Overview#

Pruning a model is the process of sparsifying the weight matrices of the model’s layers, thereby reducing its storage size by packing weights more efficiently. Pruning sets a fraction of the values in the model’s weight matrices to zero.

Pruned weights can be represented more efficiently using a sparse representation rather than the typical dense representation. In a sparse representation, only non-zero values are stored, along with a bit mask, that takes the value 1 at the indices of the non-zero values. For example, if the weight values are {0, 7, 0, 0, 0, 0, 0, 56.3}, the sparse representation contains a bit mask with 1s in the locations where the value is non-zero: 01000001b. This is accompanied by the non-zero data, which in the following example is a size-2 vector of value {7, 56.3}.

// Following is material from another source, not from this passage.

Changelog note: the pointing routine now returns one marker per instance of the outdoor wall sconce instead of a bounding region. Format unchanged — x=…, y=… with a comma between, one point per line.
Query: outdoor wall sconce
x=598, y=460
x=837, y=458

“Unstructured sparsity” is when weight values of lowest magnitude are set to zero from within the weight tensor as a whole, without adhering to any structure. On the other hand, certain constraints can be enforced while pruning, resulting in what is referred to as “structured sparsity”. A few of the common types include:

block sparsity: When weights are pruned in a grouped manner, such as in blocks of size 2, 4, and so on.
n:m sparsity: When weights are divided into blocks of size m and within each such block, n smallest values are chosen to be zero. For example, 3:4 sparsity would imply a 75% sparse level in which three values in each block of size 4 are set to 0.

While imposing more constraints, structured sparsity techniques could be advantageous for certain hardware in terms of latency performance.

Starting from iOS18/macOS15, the non-zero float values in a sparse representation can be further compressed either using palettization or linear quantization, thereby providing further memory savings and improved runtime performance.

Feature Availability

Sparse weight representation for Core ML mlprogram models is available in iOS16/macOS13/watchOS9/tvOS16 and newer deployment target formats.